Les joueurs peuvent y valider normalement leurs tickets auprès d’un guichetier ou par le biais d’une machine en consultant en temps réel les résultats sur des écrans placés en hauteur. Mais le lieu, qui mérite vraiment la visite en raison de l’atmosphère fébrile qui y règne dans l’attente du passage du poteau d’arrivée et parce qu’il offre aussi le visage d’une France très diverse issue de tous les horizons professionnels, a également vocation à servir de laboratoire pour étudier en direct le comportement des joueurs. C’est là que la carte PMU sur le modèle d’une carte Navigo a été notamment expérimentée plusieurs mois avant d’être généralisée sur l’ensemble du territoire.

Dimanche 6 octobre, à l’occasion du 92e Prix de l’Arc de Triomphe, la plus importante course de galop dans le monde, l’Espace Beaubourg affichera naturellement complet pour une course dont les enjeux devraient tourner autour de 20 millions d’euros dans les seules frontières françaises.

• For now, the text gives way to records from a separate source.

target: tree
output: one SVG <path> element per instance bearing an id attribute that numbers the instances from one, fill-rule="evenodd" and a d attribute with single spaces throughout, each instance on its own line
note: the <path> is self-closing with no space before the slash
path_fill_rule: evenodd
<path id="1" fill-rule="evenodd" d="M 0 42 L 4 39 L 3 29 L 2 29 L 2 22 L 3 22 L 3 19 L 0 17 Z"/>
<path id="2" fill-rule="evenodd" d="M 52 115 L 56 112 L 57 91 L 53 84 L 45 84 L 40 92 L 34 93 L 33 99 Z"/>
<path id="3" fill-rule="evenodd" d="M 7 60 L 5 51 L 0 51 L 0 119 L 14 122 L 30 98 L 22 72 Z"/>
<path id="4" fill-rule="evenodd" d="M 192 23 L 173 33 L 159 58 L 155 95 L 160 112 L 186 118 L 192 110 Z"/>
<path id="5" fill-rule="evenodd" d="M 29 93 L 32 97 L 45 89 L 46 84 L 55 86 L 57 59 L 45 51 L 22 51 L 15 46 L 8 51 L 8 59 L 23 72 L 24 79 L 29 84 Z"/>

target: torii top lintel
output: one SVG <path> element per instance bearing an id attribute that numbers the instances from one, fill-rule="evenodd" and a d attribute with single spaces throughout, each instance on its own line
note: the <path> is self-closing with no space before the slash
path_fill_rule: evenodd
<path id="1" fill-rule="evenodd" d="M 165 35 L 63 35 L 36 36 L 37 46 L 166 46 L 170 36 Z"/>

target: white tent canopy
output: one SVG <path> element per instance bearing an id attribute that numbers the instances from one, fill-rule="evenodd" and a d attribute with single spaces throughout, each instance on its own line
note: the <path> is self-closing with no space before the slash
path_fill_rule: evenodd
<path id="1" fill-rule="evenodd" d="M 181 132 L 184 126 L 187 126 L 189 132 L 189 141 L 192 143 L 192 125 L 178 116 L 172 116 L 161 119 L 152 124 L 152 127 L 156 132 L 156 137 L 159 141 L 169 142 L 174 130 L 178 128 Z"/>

Dans le même temps, ce montant sera vraisemblablement approché en Asie, continent amoureux fou des courses hippiques à l’instar du Japon qui aura deux partants et favoris dans cette édition 2013 à commencer par le crack Orfèvre qui pourrait devenir le premier cheval japonais de l’histoire à triompher lors de la course phare de Longchamp.

A l’heure du numérique et des paris en ligne, cet espace high-tech a été, en quelque sorte, à l’avant-garde de la tentative de modernisation du PMU souvent confronté à une image relativement vieillotte voire ringarde. Cette bataille du rajeunissement de l’image de l’enseigne se poursuit tous azimuts et à brides abattues avec, par exemple, la participation de l’équipe de France de football (dont le PMU est partenaire majeur) à une journée de courses, mardi 8 octobre, sur l’hippodrome de Vincennes. Car il s’agit d’essayer de séduire et d’attirer de nouvelles clientèles en leur montrant notamment qu’il y a bien d’autres façons de jouer aux courses que de passer par le bon vieux bar-tabac du coin et de maintenir le niveau des enjeux dont une partie des revenus sert à préserver la continuité de l’élevage français.

La partie est loin d’être gagnée d’autant que ce n’est pas la première offensive sur le sujet. En effet, alors qu’au premier semestre 2013, avec 5,306 milliards d’euros, les enjeux du PMU ont cru de 0,2 % par rapport au premier semestre de l’année 2012 et que le Produit Brut des Jeux global (le PBJ est la différence entre les mises des joueurs et les gains qui leur sont reversés sur les différents jeux), s’est fixé à 1,287 milliard d’euros, soit une progression de 0,8%, une sonnette d’alarme a été tirée.

Que le PMU ait réussi sa diversification en trouvant de nouveaux relais de croissance est un fait indéniable grâce notamment à ses activités à l’étranger ou dans le domaine des paris sportifs (2e du marché) et du poker (3e), mais, comme le constate Sylvain Copier, spécialiste des (en)jeux au sein du quotidien Paris-Turf, «les points de vente PMU souffrent avec une baisse des activités de plus de 4% et une érosion du ticket moyen des parieurs de -1,4 % à 11,80 €.» «Si la crise est une possible explication à cette chute, elle n’explique pas tout, ajoute-t-il. Après une grosse période de croissance des enjeux due à la multiplication des réunions lors d’une même journée, le marché est arrivé à maturité de ce point de vue et tout le monde ne peut plus forcément suivre. Dimanche dernier, il y avait, par exemple, 50 courses de trot sur lesquelles il était possible de miser en France. Et il y a, bien sûr, le fait que la population des courses vieillit et qu’il est urgent de la renouveler.»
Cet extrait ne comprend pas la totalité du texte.